On Monday, Justin Trudeau alleged there was “credible evidence” that the Indian government was behind the assassination of Nijjar, an explosive accusation that torpedoed already frayed diplomatic relations between India and Canada. India called the allegation “absurd” and both sides expelled senior diplomats in response.
Yet some had already connected Nijjar’s killing in June to the deaths of other prominent figures connected to the Khalistani separatist movement, which fights for the independence of the Indian state of Punjab and has recently seen a revival in India.
The Indian government has in recent months openly pursued and arrested Khalistani militants and sympathisers within its own borders, and Sikh groups have accused the government of taking its crackdown on dissent beyond Indian territory. Nijjar had been designated as a terrorist by the Indian authorities since 2020 and was said to head a militant group, the Khalistan Tiger Force.
After the assassinations of two known Khalistani militants in neighbouring Pakistan in January and May – both in the city of Lahore – there was suspicion of India’s involvement. One of those killed was Harmeet Singh, accused of murders in India and the training of Khalistani militants, and the other was Paramjit Singh Panjwa.
Pakistan has previously accused India of carrying out killings of militants on its territory. Speaking after Trudeau’s allegations, Pakistan’s former foreign minister Bilawal Bhutto Zardari called India a “rogue Hindutva [Hindu nationalist] terrorist state”.
Khalistani groups in the UK had accused India of playing a role in the death of Avtar Singh Khanda, who was based in Birmingham and had been active in pro-Khalistani protests, including at the Indian high commission. Khanda had cancer, but his supporters said he was poisoned to death. British police are not treating his death as suspicious.
The Khalistani movement gained traction in Punjab during the 1980s and 1990s and thousands of Punjabi Sikhs were killed in a crackdown on the separatist insurgency. Many thousands more moved abroad, to places such as the UK and Canada, and the Khalistani ideology remained prevalent among the diaspora.
The movement for an independent Punjab has recently had a revival in the north Indian state with the emergence of a popular separatist leader, Amritpal Singh, who was blamed for various bombings and outbreaks of violence. The government’s pursuit of Singh in March, which eventually led to his arrest, saw thousands of police deployed and internet access shut down across the state.
However, the strongest support for the Khalistani movement is among the diaspora, particularly in countries with large Sikh communities such as Canada, Australia, the UK and the US, where sympathy for the Sikh separatist movement has been growing, particularly online.

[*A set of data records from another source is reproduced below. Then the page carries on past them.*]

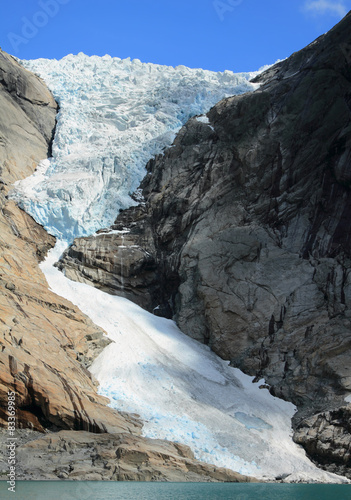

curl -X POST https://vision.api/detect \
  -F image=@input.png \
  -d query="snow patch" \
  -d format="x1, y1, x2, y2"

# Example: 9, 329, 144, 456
11, 53, 255, 241
40, 242, 350, 482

In March, the Indian consulate in London was stormed and vandalised by pro-Khalistani protesters, prompting strong condemnation from the Indian government, and the Indian consulate in San Francisco was also attacked by pro-Khalistan protesters.
Recently, in places across Canada, posters appeared glorifying Talwinder Parmar, a Sikh militant accused of being the mastermind of the bombing of an Air India flight in 1985.
In response, the Indian government has demanded that foreign governments step up surveillance on pro-Khalistani groups and activists operating on their soil.